HACKER Q&A
📣 ChrisMartin33

Is it possible to create an uncensoring "science chatbot"?


For starters I would like to have a chatbot who knows the scientific literature in a certain field, like climate science. Then I would like to be able to ask questions which are answered with pure scientific facts only, just based on scientific literature. Without ever answering with "...this is not scientifically proven, but the consensus is..."


  👤 LucieXLiu Accepted Answer ✓
Chatbots with retrieval access to scientific literature exist. I tried two of these and built a third one myself. They are good for finding references that might have escaped your attention but getting a coherent, critically-thought-through output from them is difficult. For now the RAG setup can give users the illusion that it is answering with coherent understanding of a body of knowledge, but really it is pretty scatter-brained and the UI should make sure the user goes into the paper to check the quality themselves if they are going to use it as a reference. There is work to be done to improve the retrieval and fine-tuning, but I haven't tried yet. Getting human feedback on these responses also requires expertise in extremely finely-divided subfields and is slightly harder than labeling cats and dogs.

Another issue with the rapid-fire facts Q&A setup is that it is at odds with the scientific method. Science is a dynamic process of observing patterns, proposing hypotheses to explain patterns, and testing the hypotheses with experiments to produce theories. In your question, the "pure fact" probably refers to a theory that is unanimously supported by good experiments, and "BS" is the opposite of that. However, there is a lot of ground between fact and BS because a theory can be supported by early experiments and then proven false by later experiments. The newer the theory is, more likely it is to be sitting somewhere in the middle of this spectrum.

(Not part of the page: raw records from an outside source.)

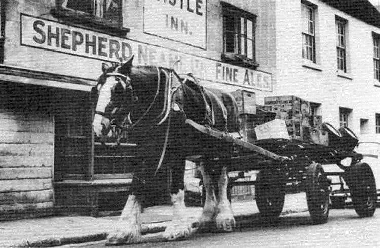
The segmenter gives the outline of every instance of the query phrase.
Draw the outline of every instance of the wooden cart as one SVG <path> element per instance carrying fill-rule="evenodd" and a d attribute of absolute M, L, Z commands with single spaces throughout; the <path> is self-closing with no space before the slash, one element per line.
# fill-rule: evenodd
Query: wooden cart
<path fill-rule="evenodd" d="M 374 213 L 377 201 L 375 179 L 369 166 L 361 162 L 363 156 L 360 154 L 299 140 L 269 139 L 253 143 L 189 119 L 186 123 L 200 132 L 233 144 L 235 153 L 232 158 L 232 170 L 260 171 L 255 181 L 237 182 L 239 177 L 230 178 L 229 188 L 254 185 L 257 207 L 266 217 L 278 217 L 285 194 L 295 189 L 306 192 L 313 223 L 327 222 L 330 188 L 328 176 L 343 178 L 359 216 L 370 217 Z M 341 161 L 347 157 L 351 162 L 345 166 Z M 217 163 L 217 158 L 210 159 Z M 343 172 L 325 172 L 321 165 L 331 164 L 336 164 Z"/>

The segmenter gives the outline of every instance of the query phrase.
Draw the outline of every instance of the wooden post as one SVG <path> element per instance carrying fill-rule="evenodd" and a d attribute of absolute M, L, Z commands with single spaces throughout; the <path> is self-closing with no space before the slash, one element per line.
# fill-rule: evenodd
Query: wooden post
<path fill-rule="evenodd" d="M 91 94 L 89 97 L 90 101 L 90 111 L 91 116 L 90 117 L 90 136 L 89 137 L 89 142 L 88 147 L 89 147 L 88 153 L 88 169 L 87 174 L 86 175 L 86 179 L 88 181 L 92 181 L 94 179 L 94 156 L 95 155 L 95 133 L 94 129 L 92 128 L 92 122 L 94 121 L 94 115 L 95 114 L 95 108 L 94 102 L 91 98 Z"/>

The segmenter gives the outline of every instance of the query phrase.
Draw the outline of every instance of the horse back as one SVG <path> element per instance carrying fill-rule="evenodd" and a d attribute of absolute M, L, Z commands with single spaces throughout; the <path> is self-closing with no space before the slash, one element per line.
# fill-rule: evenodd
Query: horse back
<path fill-rule="evenodd" d="M 226 126 L 229 132 L 238 132 L 238 106 L 233 96 L 218 89 L 205 88 L 205 93 L 214 113 L 215 127 L 222 130 Z"/>

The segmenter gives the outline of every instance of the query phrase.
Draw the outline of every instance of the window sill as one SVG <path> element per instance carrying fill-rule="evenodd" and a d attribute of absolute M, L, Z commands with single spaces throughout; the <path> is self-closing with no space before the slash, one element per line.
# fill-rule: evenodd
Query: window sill
<path fill-rule="evenodd" d="M 236 54 L 223 53 L 221 55 L 221 59 L 223 62 L 243 67 L 248 67 L 253 70 L 259 66 L 259 64 L 255 62 L 253 60 L 245 58 Z"/>
<path fill-rule="evenodd" d="M 340 71 L 340 70 L 336 70 L 336 75 L 338 77 L 340 77 L 346 79 L 352 80 L 352 75 L 351 73 L 347 73 L 344 71 Z"/>
<path fill-rule="evenodd" d="M 50 11 L 50 13 L 58 19 L 89 27 L 96 30 L 106 31 L 107 33 L 118 36 L 125 36 L 130 31 L 129 28 L 121 27 L 119 23 L 70 10 L 53 9 Z"/>
<path fill-rule="evenodd" d="M 306 67 L 307 68 L 315 70 L 316 71 L 322 71 L 322 67 L 321 66 L 321 65 L 313 63 L 308 60 L 302 60 L 302 66 Z"/>

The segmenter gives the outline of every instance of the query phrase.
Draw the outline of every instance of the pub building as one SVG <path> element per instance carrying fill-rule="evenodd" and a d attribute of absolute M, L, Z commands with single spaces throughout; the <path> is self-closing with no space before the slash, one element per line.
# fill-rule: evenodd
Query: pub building
<path fill-rule="evenodd" d="M 0 220 L 122 209 L 136 146 L 97 139 L 90 91 L 102 63 L 132 55 L 179 60 L 177 73 L 258 105 L 294 95 L 323 121 L 380 138 L 380 14 L 341 2 L 0 0 Z"/>
<path fill-rule="evenodd" d="M 104 145 L 92 131 L 90 91 L 102 63 L 180 60 L 176 71 L 206 86 L 270 95 L 269 67 L 255 70 L 256 9 L 241 2 L 0 1 L 0 220 L 122 209 L 135 145 L 124 135 L 112 147 L 113 130 Z M 156 195 L 168 192 L 170 176 L 162 180 Z"/>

Many experimental fields are having a bit of a reproducibility crisis, and many theoretical fields are divided over theories that are difficult to experiment on. So for the newer literature you really need to judge for yourself, and for the older literature there is real risk that somebody has come up with some new observations that proved it wrong, even if it has gathered a lot of citations over the years.


👤 PurpleRamen
> For starters I would like to have a chatbot who knows the scientific literature in a certain field,

You can feed it with whatever you want. How much censoring (of what exactly?) happens, is up to you.

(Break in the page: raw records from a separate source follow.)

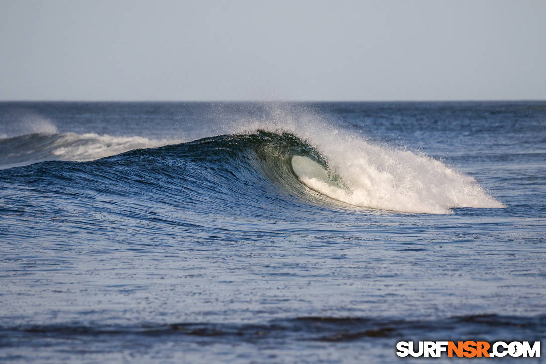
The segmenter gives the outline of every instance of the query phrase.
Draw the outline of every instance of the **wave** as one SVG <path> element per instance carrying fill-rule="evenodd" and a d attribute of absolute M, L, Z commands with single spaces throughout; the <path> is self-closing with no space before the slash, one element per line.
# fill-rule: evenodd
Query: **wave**
<path fill-rule="evenodd" d="M 95 133 L 56 132 L 51 128 L 11 137 L 0 138 L 0 169 L 45 161 L 92 161 L 139 148 L 181 143 L 180 139 L 116 137 Z"/>
<path fill-rule="evenodd" d="M 234 133 L 180 142 L 95 133 L 33 133 L 0 140 L 2 149 L 8 151 L 0 154 L 0 165 L 92 161 L 138 150 L 117 155 L 116 160 L 130 158 L 134 153 L 156 158 L 167 157 L 167 153 L 169 158 L 189 158 L 197 161 L 194 168 L 218 172 L 211 177 L 203 172 L 195 180 L 223 178 L 224 185 L 242 181 L 247 195 L 252 195 L 248 191 L 257 189 L 256 184 L 265 178 L 307 202 L 336 207 L 427 214 L 450 213 L 454 208 L 505 207 L 473 178 L 440 161 L 335 130 L 298 131 L 273 125 L 266 130 L 240 128 Z M 179 152 L 170 154 L 173 150 Z M 193 188 L 213 187 L 203 183 Z M 259 198 L 259 193 L 256 197 Z"/>
<path fill-rule="evenodd" d="M 146 337 L 209 337 L 254 342 L 272 338 L 322 342 L 350 342 L 361 339 L 440 336 L 455 340 L 461 336 L 491 335 L 506 338 L 524 336 L 526 340 L 539 339 L 546 316 L 478 314 L 432 319 L 408 320 L 394 318 L 300 316 L 277 319 L 252 324 L 230 322 L 145 322 L 132 326 L 81 325 L 67 322 L 0 327 L 0 337 L 25 333 L 46 337 L 139 335 Z M 29 336 L 32 337 L 32 336 Z"/>

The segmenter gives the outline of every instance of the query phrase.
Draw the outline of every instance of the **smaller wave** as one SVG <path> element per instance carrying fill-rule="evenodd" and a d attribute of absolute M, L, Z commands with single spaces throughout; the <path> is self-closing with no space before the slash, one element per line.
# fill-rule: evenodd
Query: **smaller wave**
<path fill-rule="evenodd" d="M 155 148 L 183 142 L 178 139 L 119 137 L 95 133 L 58 133 L 55 132 L 56 128 L 48 129 L 47 125 L 42 126 L 40 132 L 0 138 L 0 168 L 50 160 L 91 161 L 133 149 Z"/>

> Then I would like to be able to ask questions which are answered with pure scientific facts only,

That would demand a very deep level of understanding, which AIs today are not able to deliver.

> Without ever answering with "...this is not scientifically proven, but the consensus is..."

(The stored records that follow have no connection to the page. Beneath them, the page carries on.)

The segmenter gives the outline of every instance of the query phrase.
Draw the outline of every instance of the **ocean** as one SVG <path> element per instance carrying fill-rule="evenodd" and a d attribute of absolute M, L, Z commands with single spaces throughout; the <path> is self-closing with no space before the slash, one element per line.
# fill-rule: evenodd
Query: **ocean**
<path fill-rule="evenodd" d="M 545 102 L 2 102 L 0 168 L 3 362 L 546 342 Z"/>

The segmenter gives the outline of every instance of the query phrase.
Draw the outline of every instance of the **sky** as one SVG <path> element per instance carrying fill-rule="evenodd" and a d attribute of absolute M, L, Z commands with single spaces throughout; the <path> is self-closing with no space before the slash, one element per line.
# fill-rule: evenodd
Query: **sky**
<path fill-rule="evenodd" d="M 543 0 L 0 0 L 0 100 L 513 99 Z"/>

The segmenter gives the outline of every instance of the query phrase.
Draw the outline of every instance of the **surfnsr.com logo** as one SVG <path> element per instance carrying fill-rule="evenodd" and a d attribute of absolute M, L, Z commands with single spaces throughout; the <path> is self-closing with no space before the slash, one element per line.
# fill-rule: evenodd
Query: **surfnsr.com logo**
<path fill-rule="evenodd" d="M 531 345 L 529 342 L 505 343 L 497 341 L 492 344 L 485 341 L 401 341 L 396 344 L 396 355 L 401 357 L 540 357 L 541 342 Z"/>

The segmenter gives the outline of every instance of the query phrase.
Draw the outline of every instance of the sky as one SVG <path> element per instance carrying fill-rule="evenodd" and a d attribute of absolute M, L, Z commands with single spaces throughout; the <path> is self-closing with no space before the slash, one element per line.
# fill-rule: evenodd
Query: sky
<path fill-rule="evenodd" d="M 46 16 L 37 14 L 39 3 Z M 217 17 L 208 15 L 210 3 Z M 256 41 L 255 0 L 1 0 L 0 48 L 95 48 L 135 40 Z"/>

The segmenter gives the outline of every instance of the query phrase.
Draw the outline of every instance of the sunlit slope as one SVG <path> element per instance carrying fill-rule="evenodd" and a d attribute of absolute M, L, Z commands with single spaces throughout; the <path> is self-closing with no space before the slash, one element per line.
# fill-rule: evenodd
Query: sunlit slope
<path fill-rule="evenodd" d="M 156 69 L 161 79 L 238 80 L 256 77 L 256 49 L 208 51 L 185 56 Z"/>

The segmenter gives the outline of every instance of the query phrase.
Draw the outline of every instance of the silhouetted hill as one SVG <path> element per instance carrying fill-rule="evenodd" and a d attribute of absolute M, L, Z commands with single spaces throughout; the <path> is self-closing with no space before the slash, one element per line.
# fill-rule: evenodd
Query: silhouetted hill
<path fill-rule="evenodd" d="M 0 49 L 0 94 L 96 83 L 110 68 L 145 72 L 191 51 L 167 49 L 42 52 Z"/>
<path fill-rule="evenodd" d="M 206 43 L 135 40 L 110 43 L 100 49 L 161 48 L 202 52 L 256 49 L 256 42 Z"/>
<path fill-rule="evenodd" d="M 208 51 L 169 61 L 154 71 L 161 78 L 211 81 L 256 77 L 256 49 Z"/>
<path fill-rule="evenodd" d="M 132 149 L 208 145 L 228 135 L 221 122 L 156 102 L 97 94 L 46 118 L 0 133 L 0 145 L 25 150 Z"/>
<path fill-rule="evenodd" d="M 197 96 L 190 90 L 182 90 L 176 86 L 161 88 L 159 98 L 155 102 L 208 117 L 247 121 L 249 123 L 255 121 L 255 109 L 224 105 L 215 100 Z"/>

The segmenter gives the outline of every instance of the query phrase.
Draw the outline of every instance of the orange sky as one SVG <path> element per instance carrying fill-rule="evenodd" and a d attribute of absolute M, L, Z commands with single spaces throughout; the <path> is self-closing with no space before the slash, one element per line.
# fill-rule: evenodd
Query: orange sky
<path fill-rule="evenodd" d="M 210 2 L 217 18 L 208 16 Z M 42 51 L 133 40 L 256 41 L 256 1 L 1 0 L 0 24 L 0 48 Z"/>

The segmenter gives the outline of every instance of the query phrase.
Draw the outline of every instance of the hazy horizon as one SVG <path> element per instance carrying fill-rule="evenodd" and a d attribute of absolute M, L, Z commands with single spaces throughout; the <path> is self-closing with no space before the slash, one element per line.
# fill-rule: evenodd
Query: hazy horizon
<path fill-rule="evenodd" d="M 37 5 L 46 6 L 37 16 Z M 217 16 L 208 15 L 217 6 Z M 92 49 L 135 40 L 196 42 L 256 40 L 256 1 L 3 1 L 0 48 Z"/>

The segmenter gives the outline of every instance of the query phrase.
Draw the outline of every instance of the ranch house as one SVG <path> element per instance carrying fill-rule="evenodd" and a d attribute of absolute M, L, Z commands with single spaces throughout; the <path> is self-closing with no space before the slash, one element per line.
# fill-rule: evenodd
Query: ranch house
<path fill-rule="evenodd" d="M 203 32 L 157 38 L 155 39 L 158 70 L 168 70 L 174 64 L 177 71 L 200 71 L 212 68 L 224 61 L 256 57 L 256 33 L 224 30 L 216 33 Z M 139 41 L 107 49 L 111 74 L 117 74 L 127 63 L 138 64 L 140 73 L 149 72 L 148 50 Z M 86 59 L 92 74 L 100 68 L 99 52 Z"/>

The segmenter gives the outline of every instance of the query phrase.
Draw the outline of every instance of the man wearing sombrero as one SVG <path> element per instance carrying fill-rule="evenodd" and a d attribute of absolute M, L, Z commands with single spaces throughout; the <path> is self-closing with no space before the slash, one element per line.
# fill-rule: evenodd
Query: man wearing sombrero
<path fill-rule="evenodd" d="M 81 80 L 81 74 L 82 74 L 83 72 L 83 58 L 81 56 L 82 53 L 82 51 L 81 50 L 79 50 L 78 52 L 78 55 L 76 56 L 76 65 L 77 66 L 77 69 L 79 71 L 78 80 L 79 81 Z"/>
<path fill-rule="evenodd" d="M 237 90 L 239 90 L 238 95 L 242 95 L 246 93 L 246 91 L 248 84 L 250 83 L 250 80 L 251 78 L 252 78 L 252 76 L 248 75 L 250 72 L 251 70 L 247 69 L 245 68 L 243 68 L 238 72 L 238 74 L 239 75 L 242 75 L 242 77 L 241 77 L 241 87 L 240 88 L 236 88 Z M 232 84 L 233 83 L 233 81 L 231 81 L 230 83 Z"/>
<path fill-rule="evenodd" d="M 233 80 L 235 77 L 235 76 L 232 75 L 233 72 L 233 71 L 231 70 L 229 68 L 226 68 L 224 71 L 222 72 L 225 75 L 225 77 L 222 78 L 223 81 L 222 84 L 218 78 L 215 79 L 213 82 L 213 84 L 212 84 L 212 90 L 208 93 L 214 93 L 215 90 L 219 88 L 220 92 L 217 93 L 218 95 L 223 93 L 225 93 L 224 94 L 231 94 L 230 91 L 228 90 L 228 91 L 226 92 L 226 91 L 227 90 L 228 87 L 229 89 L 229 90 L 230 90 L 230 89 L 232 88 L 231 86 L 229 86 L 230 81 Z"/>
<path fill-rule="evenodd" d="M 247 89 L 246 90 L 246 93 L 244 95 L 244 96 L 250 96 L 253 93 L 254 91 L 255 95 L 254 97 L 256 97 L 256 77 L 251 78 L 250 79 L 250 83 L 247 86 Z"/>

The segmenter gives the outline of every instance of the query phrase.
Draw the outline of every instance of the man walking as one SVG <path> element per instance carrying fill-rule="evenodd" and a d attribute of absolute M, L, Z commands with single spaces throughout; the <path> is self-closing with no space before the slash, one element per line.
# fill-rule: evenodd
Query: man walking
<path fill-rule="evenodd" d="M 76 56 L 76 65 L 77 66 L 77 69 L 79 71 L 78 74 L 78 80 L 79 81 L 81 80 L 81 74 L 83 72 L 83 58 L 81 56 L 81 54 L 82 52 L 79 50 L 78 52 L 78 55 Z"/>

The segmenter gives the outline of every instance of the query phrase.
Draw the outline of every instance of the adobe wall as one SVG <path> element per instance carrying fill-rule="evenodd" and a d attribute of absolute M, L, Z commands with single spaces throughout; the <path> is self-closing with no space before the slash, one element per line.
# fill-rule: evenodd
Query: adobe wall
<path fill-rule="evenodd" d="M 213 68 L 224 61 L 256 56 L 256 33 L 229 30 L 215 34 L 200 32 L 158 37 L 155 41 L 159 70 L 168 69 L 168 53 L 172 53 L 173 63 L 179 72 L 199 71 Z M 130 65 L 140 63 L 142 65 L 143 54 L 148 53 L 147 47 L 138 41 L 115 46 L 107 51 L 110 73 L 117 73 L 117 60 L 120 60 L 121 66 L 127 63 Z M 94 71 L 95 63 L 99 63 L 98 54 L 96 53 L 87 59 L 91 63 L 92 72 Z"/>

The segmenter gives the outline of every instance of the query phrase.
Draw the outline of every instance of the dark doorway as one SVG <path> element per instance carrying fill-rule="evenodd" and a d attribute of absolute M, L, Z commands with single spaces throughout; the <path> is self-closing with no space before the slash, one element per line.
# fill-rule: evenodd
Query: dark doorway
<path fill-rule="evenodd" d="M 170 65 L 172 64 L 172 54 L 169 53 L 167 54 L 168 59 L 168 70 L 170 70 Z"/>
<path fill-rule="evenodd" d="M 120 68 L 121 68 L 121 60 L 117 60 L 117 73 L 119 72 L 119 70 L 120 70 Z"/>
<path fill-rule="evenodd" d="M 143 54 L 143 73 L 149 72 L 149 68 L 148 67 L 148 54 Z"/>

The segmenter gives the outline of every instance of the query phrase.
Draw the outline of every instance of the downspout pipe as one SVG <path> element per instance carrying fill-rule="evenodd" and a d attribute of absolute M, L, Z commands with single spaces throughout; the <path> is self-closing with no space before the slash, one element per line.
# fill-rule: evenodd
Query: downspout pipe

That would not be scientific. In the first place, to understand the scientific literature, one needs to evaluate them and rate their value and how reliable they are in the greater known picture. Just taken them blindly would be worthless. That would be just connecting the words and believing that this is science. That's what all LLM basically already do, and the reason why they lie/hallucinate.

And evaluating texts and putting them into a proper context is not censoring, if this is your impression.


👤 jruohonen
> For starters I would like to have a chatbot who knows the scientific literature in a certain field, like climate science.

Mission impossible as most of the relevant literature is paywall'ed.

> Then I would like to be able to ask questions which are answered with pure scientific facts only, just based on scientific literature.

Mission impossible because LLMs cannot evaluate facts. Nor can they do source criticism.